If these "Overseas Police Service Stations" were "secret police stations" as indicated in the so-called report by the Safeguard Defenders or labeled by certain media outlets and western politicians, then China's extensive media coverage of them would be counterintuitive. The Safeguard Defenders has also claimed that these service stations have been established in 53 countries since 2016, widely publicizing this information. Such claims beg the question why such "secret police stations" would go unnoticed by host governments over the last seven years despite being publicized. 

According to the Safeguard Defenders' so-called report, the repatriation of Chinese overseas fugitives to China is also aided by these "Overseas Police Service Stations" rather than by bilateral and multilateral law enforcement cooperation between China and other countries, implying disproportionately great power and influence allegedly possessed and wielded by mere volunteers. 
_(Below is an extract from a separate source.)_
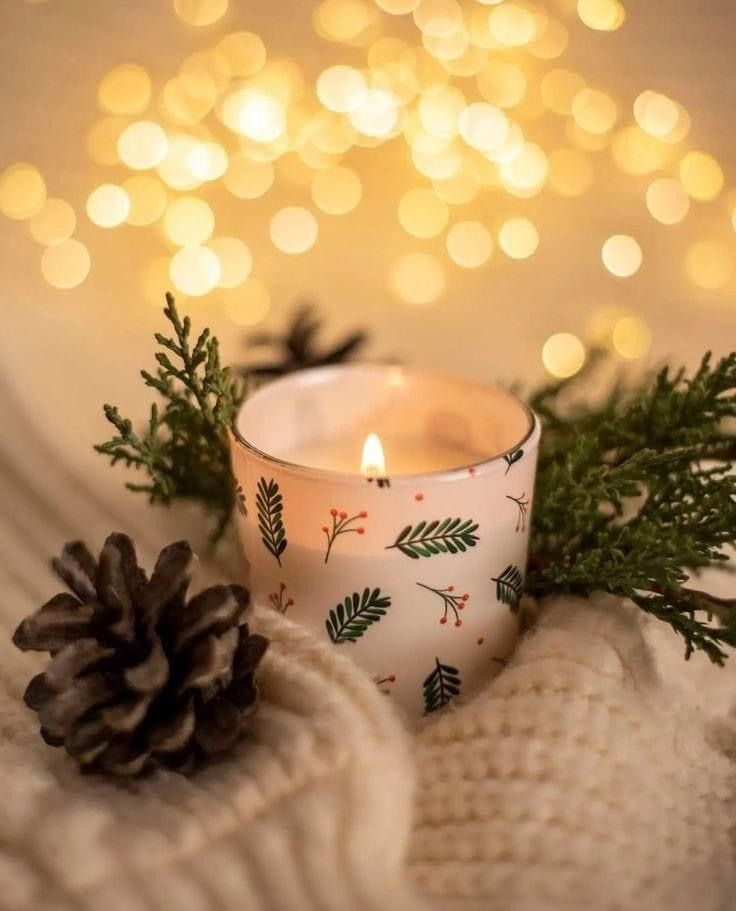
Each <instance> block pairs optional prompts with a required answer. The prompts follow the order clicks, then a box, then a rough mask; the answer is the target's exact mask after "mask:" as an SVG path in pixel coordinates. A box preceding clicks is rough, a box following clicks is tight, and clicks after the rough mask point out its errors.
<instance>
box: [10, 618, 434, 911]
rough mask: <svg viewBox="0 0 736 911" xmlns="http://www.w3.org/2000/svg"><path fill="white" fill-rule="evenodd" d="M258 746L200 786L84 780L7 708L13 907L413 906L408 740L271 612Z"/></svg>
mask: <svg viewBox="0 0 736 911" xmlns="http://www.w3.org/2000/svg"><path fill="white" fill-rule="evenodd" d="M253 627H254V628H258V629H260V630H261V631H263V632H264V633H265V634H266V635H268V636H269V637H271V639H272V645H271V648H270V650H269V653H268V658H267V659H264V666H263V672H262V674H261V675H260V679H261V683H262V687H263V694H262V702H261V707H260V709H259V712H258V714H257V715H256V716H255V718H254V720H253V732H252V736H251V737H250V738H249V739H248V740H247V741H242V742H241V743H240V745H239V746H238V747H237V748H236V749H235V750H234V751H233V752H232V753H231V754H229V756H228V757H227V758H225V759H222V760H221V761H218V762H214V763H212V764H210V765H209V766H208V767H207V768H206V769H205V770H204V771H202V772H200V773H198V774H196V775H195V776H194V777H192V778H191V779H186V778H184V777H182V776H180V775H178V774H175V773H168V772H159V773H157V774H155V775H153V776H152V777H150V778H146V779H143V780H141V781H138V782H134V783H130V784H125V785H122V784H120V783H116V782H112V781H108V780H105V779H102V778H99V777H95V776H81V775H80V774H79V773H78V771H77V770H76V768H75V766H74V764H73V763H72V762H71V761H70V760H69V758H68V757H65V756H64V755H63V754H62V753H61V752H59V751H55V750H49V749H48V748H47V747H45V746H44V745H43V744H42V743H41V742H40V740H39V738H38V735H37V732H36V731H35V730H34V727H33V725H32V723H31V719H30V718H29V717H26V713H25V712H24V711H23V710H22V709H21V708H20V707H19V705H18V704H17V703H14V702H12V701H11V699H10V697H9V696H8V695H7V694H6V693H3V694H2V696H1V697H0V724H2V727H3V740H2V743H0V767H1V768H2V769H3V778H4V785H5V787H4V789H3V812H2V813H0V845H2V846H3V847H2V851H1V853H0V896H1V897H0V907H2V909H3V911H99V909H101V908H105V911H148V909H151V911H153V909H162V911H163V909H169V908H176V909H177V911H214V909H217V911H229V909H233V911H235V909H247V911H282V909H283V911H292V909H293V911H300V909H305V911H308V909H309V911H311V909H315V911H317V909H319V911H333V909H334V911H345V909H360V911H383V909H386V908H401V909H408V911H412V909H417V911H418V909H419V908H420V907H423V905H422V906H420V905H419V903H418V900H417V899H416V898H415V896H414V894H413V890H412V887H411V884H410V881H409V879H408V877H407V876H406V873H405V869H404V865H403V860H404V855H405V848H406V844H407V839H408V835H409V820H410V809H411V797H412V788H411V781H412V777H413V773H412V768H411V765H410V751H409V741H408V737H407V735H406V734H405V732H404V731H403V730H402V729H401V727H400V724H399V722H398V720H397V719H396V718H395V717H394V715H393V713H392V712H390V711H387V710H386V708H385V705H384V703H385V697H384V696H383V695H381V694H380V693H379V692H378V691H377V690H376V688H375V686H374V685H373V683H372V682H371V681H370V680H369V679H367V678H365V677H364V676H363V675H362V674H361V673H360V672H358V671H357V669H356V668H354V667H353V665H352V663H351V662H350V661H349V659H347V658H344V657H342V656H339V655H336V654H335V652H334V651H333V650H331V649H329V648H328V647H326V646H322V645H318V644H317V643H315V642H314V640H312V639H311V638H310V637H308V636H307V635H306V634H305V633H303V632H302V631H301V630H300V629H299V628H298V627H295V626H294V625H293V624H291V623H289V622H288V621H287V620H285V619H283V618H282V617H280V616H279V615H277V614H275V613H273V612H271V611H268V612H264V613H263V614H262V615H261V616H256V617H255V618H254V620H253Z"/></svg>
Mei told the Global Times that some foreign NGOs often have their own positions and preferences. The motivations and position of the Safeguard Defenders are not objective, and the credibility of the so-called report issued by the organization is doubtful.

He pointed out that the Safeguard Defenders may be aware of the differences between the police system in China and those in Western countries, but deliberately use the lack of public awareness to amplify malicious disinformation that leads the misguided public opinion.

Diabolical campaign 

After the so-called report by the Safeguard Defenders was released, some foreign media sources cited the Safeguard Defender's false information in their own reporting, further spreading misinformation among people who don't know the real situation regarding China and the "Overseas Police Service Stations," negatively affecting public opinion. 

Some bad faith actors in the media have directly cited false information and stirred up trouble to increase content consumption through increased circulation or improved audience ratings. A few such media sources, without conducting due diligence or verification, have linked the "Overseas Police Service Stations" to the international law enforcement cooperation conducted by China according to bilateral agreements and international conventions with overseas service stations, and spread rumored that the Chinese police force is engaged in fugitive hunting or other law enforcement activities through these stations.

In an interview with ANSA, famous Italian sinologist Daniel Buligado Colonia strongly refuted the existence of so-called "secret police stations" and noted that individuals working at the "Overseas Police Service Stations" were not police. The sinologist further added that "the Chinese government would not be reckless enough to allow flagrant violations of other countries' sovereignty." 

Overseas Chinese in many countries also support such volunteer service platforms through various channels, and hope that host governments will fully consider the practical difficulties of overseas Chinese in returning to China. They called for an end to speculations around the volunteer service platforms.

Li Wei, an expert on national security at the China Institute of Contemporary International Relations, told the Global Times that for the so-called anti-China political purpose, some officials and politicians in the US and other countries blindly accepted the contents of the report, without conducting investigations or verifying the information contained therein. They actively aligned themselves with the report in order to gain political capital.

Li said that in this era of globalization, the exchanges and cooperation between people of different countries in education, tourism, trade, and other fields are getting closer and closer, and overseas Chinese nationals need more and more services from their own governmental departments. 

The "Overseas Police Service Stations" are keen to provide voluntary services for local overseas Chinese nationals. It is reasonable and legal and should have become a model for overseas Chinese groups in various countries. However, the so-called report which is full of inconsistencies has triggered malicious speculation and political manipulation. The dark motives behind the report should raise people's awareness and be a cause for concern, he warned.